On Fri, Feb 04, 2022 at 09:29:56PM +1000, David Gwynne wrote:
> On Fri, Jan 28, 2022 at 05:26:01PM +0100, Alexander Bluhm wrote:
> > On Wed, Jan 26, 2022 at 11:05:51AM +0100, Claudio Jeker wrote:
> > > On Wed, Jan 26, 2022 at 01:29:42AM +0100, Alexander Bluhm wrote:
> > > > Hi,
> > > >
> > > > There were some problems with ix(4) and ixl(4) hardware checksumming
> > > > for the output path on strict alignment architectures.
> > > >
> > > > I have merged jan@'s diffs and added some sanity checks and
> > > > workarounds.
> > > >
> > > > - If the first mbuf is not aligned or not contigous, use m_copydata()
> > > > to extract the IP, IPv6, TCP header.
> > > > - If the header is in the first mbuf, use m_data for the fast path.
> > > > - Add netstat counter for invalid header chains. This makes
> > > > us aware when hardware checksumming fails.
> > > > - Add netstat counter for header copies. This indicates that
> > > > better storage allocation in the network stack is possible.
> > > > It also allows to recognize alignment problems on non-strict
> > > > architectures.
> > > > - There is not risk of crashes on sparc64.
> > > >
> > > > Does this aproach make sense?
> > >
> > > I think it is overly complicated and too much data is copied around.
> > > First of all there is no need to extract ipproto.
> > > The code can just use the M_TCP_CSUM_OUT and M_UDP_CSUM_OUT flags (they
> > > are not set for other protos).
> > > Because of this only they ip_hlen needs to be accessed and this can be
> > > done with m_getptr().
> >
> > A solution with m_getptr() is where we started. It has already
> > been rejected. The problem is that there are 6 ways to implement
> > this feature. Every option has its drawbacks and was rejected.
> >
> > Options are:
> > 1. m_getptr() and access the struct. Alignment cannot be guaranteed.

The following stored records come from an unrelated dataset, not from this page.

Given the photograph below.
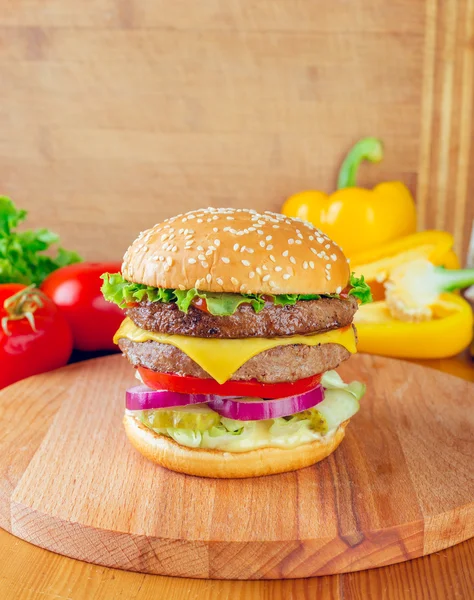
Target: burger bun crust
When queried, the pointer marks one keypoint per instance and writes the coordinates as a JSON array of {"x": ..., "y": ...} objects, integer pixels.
[{"x": 201, "y": 462}]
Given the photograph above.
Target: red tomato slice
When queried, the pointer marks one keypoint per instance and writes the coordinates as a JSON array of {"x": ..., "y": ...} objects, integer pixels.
[{"x": 194, "y": 385}]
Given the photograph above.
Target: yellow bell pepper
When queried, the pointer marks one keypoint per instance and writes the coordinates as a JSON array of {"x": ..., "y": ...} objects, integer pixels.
[
  {"x": 357, "y": 218},
  {"x": 377, "y": 264},
  {"x": 447, "y": 334}
]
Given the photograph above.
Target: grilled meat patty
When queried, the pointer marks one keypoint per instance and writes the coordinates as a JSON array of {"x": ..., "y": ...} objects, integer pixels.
[
  {"x": 306, "y": 316},
  {"x": 280, "y": 364}
]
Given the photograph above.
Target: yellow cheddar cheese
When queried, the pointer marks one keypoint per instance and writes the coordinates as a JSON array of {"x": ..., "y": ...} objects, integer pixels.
[{"x": 221, "y": 358}]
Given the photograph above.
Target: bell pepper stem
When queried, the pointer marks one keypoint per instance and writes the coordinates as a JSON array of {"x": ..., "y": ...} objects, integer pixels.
[
  {"x": 370, "y": 149},
  {"x": 456, "y": 279}
]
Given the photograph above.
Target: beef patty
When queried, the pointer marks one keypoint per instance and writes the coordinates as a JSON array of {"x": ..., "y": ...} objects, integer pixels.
[
  {"x": 306, "y": 316},
  {"x": 280, "y": 364}
]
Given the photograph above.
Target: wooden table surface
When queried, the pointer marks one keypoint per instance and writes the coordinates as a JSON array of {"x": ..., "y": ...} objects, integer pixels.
[{"x": 28, "y": 572}]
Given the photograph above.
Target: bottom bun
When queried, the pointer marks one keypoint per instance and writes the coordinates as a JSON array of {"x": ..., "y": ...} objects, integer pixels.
[{"x": 217, "y": 463}]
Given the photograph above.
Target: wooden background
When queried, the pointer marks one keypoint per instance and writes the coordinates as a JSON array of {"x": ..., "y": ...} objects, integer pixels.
[{"x": 117, "y": 113}]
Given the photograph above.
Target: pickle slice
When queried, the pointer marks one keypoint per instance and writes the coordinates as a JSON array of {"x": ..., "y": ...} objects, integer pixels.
[
  {"x": 317, "y": 421},
  {"x": 198, "y": 417}
]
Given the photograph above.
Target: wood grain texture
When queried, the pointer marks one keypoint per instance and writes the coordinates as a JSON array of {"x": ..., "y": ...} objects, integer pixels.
[
  {"x": 445, "y": 192},
  {"x": 130, "y": 111},
  {"x": 398, "y": 493}
]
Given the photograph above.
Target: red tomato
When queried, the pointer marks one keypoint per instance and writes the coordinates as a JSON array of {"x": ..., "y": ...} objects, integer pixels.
[
  {"x": 28, "y": 348},
  {"x": 201, "y": 304},
  {"x": 76, "y": 290},
  {"x": 195, "y": 385}
]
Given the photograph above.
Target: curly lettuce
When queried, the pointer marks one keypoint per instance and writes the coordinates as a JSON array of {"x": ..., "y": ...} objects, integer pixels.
[
  {"x": 22, "y": 258},
  {"x": 341, "y": 401},
  {"x": 122, "y": 292},
  {"x": 360, "y": 289}
]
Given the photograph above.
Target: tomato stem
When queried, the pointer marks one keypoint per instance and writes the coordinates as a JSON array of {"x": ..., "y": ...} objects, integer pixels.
[{"x": 22, "y": 305}]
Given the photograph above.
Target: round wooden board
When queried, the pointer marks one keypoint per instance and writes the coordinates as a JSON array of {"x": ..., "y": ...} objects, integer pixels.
[{"x": 401, "y": 485}]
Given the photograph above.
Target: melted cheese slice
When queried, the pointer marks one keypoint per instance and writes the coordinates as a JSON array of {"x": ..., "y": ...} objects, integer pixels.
[{"x": 221, "y": 358}]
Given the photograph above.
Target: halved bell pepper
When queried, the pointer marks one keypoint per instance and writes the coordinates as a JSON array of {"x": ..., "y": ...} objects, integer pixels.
[
  {"x": 356, "y": 218},
  {"x": 447, "y": 334},
  {"x": 377, "y": 264}
]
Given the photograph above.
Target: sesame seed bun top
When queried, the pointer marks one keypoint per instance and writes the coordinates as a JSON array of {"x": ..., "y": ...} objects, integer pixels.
[{"x": 239, "y": 251}]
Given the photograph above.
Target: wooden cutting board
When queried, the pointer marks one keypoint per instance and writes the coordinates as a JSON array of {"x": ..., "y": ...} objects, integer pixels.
[{"x": 400, "y": 486}]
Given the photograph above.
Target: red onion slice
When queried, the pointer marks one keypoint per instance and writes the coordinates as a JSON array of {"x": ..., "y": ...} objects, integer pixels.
[
  {"x": 141, "y": 397},
  {"x": 257, "y": 410}
]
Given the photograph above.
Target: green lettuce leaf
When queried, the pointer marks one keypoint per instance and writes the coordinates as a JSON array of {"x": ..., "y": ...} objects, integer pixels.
[
  {"x": 119, "y": 291},
  {"x": 341, "y": 401},
  {"x": 21, "y": 258},
  {"x": 122, "y": 292},
  {"x": 360, "y": 289}
]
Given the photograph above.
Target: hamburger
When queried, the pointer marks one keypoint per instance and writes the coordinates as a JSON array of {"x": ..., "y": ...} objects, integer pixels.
[{"x": 235, "y": 322}]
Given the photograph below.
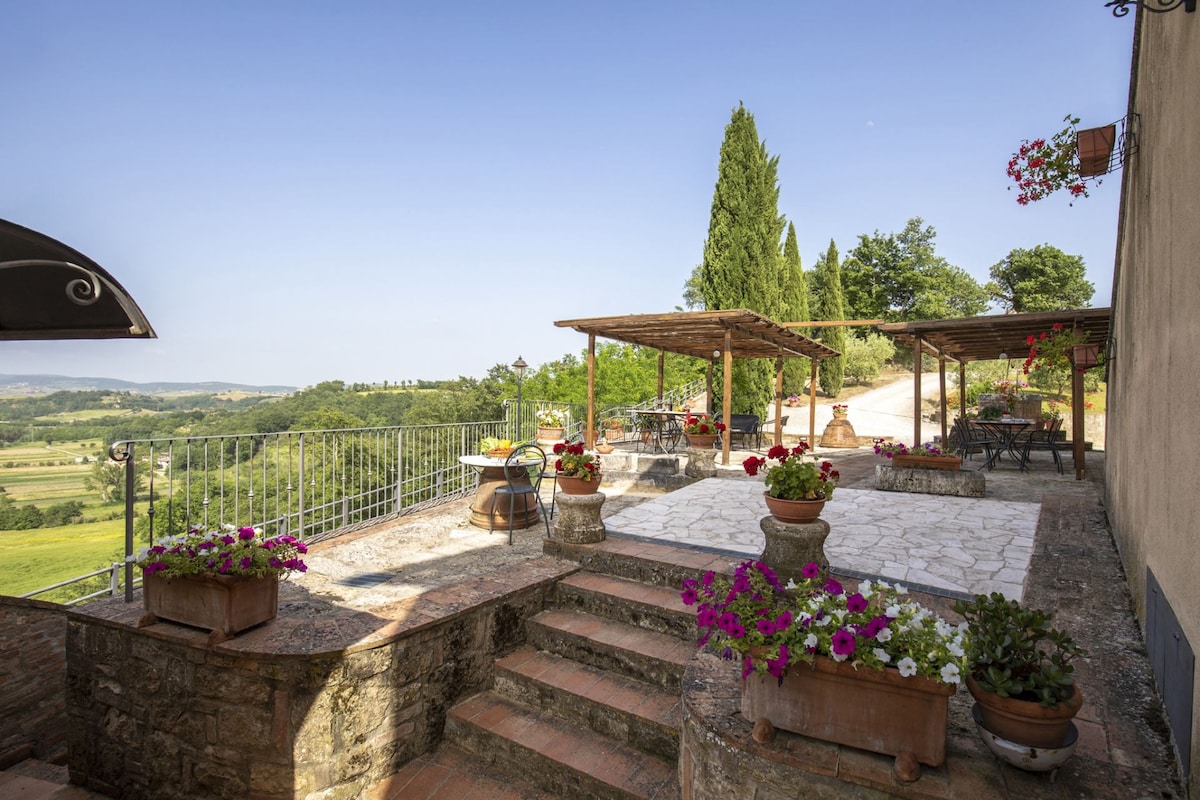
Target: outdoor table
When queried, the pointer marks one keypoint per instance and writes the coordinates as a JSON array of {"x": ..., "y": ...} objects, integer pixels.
[
  {"x": 1006, "y": 433},
  {"x": 666, "y": 428},
  {"x": 491, "y": 477}
]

> > 2. m_getptr() and access the byte or word. Header fields should be
> > accessed by structs.
> > 3. Always m_copydata. Too much overhead.
> > 4. Always use m_data. Kernel may crash or use invalid data.
> > 5. Combination of m_data and m_copydata. Too complex.
> > 6. Track the fields in mbuf header. Too fragile and memory overhead.
> >
> > In my measurements checksum offloading gave us 10% performance boost
> > so I want this feature. Other drivers also have it.
> >
> > Could we get another idea or find a consensus which option to use?
>
> after staring at this for a few hours my conclusion is option 1 actually
> is the right approach, but the diff for ixl has a bug.
>
> > > In the IP6 case even more can be skipped since ip_hlen is static for IPv6.
> > >
> > > In ixl(4) also the tcp header lenght needs to be extracted. Again the code
> > > can be simplified because HW checksumming is only enabled if ip_hlen == 5
> > > and so the offset of the th_off field is static (for both IPv4 and IPv6).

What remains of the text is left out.